L’unica regola universalmente valida per il digital marketing è il buonsenso.

Ho realizzato che parlare di buonsenso può risultare banale, ma non scontato.

Il digital marketing è una cosa seria e l’avvento dei social media ha segnato una fase di grande fermento, passione, interesse e divulgazione.
Riflettendoci, quanti lavori possono contare una passione così smodata? La schiera di wannabe (parola la cui accezione non è per forza negativa) tende più al dibattito sportivo che a discussioni di business.
È un po’ questa la magia che dà grande vigore al sistema. Spesso chi “consuma” e chi produce sono la stessa cosa ed è facile sentirsi professionisti o sentirsi a un passo dal diventarlo.
Il contesto è potenzialmente idilliaco. Le migliori rivoluzioni culturali sono state frutto di grandi interessi, passioni, dibattiti e cultura partecipata. La sintesi di tante menti può produrre grandi frutti o abomini di disinformazione.

Una delle dinamiche che non ho timore a dire che odio è la tendenza a banalizzare.
Intendiamoci, semplificare è fondamentale, è corretto ma è anche speculativo.
Il problema è quando è solo e unicamente speculativo.
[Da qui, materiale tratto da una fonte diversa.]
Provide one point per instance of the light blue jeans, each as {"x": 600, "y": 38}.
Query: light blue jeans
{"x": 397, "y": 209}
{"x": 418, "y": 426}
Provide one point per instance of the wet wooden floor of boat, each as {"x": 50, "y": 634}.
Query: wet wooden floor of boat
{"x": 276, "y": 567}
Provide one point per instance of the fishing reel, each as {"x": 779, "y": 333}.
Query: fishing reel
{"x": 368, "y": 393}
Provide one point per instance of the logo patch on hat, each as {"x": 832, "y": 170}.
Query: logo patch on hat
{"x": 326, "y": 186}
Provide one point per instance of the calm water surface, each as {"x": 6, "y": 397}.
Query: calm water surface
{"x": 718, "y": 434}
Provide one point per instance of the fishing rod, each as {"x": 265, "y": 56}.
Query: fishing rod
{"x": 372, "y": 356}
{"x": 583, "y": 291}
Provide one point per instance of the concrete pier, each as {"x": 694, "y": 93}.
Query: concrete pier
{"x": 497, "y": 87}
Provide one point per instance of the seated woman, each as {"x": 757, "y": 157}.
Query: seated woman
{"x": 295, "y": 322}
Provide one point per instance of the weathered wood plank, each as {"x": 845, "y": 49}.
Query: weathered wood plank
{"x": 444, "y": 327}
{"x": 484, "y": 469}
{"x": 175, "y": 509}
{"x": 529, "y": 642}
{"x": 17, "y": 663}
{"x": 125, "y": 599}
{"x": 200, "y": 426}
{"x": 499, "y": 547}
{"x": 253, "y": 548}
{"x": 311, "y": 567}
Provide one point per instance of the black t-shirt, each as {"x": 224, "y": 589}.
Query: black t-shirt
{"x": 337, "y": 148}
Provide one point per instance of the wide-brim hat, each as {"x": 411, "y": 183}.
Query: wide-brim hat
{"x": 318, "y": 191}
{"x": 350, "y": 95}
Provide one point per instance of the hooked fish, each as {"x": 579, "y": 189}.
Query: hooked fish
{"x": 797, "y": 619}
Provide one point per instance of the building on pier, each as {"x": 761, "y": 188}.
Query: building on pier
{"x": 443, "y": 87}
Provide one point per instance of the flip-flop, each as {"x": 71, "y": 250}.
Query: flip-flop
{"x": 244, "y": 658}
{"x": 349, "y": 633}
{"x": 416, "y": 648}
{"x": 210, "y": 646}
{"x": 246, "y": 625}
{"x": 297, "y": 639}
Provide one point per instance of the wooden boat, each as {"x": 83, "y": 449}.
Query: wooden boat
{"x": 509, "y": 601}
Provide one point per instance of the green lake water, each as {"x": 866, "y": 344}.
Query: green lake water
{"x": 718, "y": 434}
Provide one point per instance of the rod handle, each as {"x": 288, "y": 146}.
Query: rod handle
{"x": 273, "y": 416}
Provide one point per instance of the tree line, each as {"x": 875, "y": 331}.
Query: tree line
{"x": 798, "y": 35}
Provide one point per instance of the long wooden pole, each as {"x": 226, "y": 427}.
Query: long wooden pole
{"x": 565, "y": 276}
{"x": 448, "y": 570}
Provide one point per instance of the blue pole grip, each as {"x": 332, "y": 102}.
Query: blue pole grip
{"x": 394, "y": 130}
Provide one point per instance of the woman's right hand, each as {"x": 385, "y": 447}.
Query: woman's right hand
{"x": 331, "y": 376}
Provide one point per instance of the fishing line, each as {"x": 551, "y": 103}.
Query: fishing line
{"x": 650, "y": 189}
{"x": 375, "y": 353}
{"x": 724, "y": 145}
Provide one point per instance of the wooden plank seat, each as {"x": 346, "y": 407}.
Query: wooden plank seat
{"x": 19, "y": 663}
Perché in fondo basterebbe solo un po’ di buonsenso a capire che scrivere un articolo con 10 regole per fare marketing online può destare grande interesse e fervore nei molti appassionati, ma è anche il modo migliore per svilire processi laboriosi e articolati di analisi e strategia, producendo sedicenti professionisti.

Perché basterebbe buonsenso a capire che sbandierare l’arcana ricetta magica dei contenuti di qualità e contenuti utili è una formula troppo facile per chi scrive e troppo difficile per chi legge. Il modo migliore per non essere né utili né di qualità. Chi è abile a fare content marketing non teme di condividere qualche dettaglio in più. Altrimenti è solo una fiera di speech motivazionali in prosa…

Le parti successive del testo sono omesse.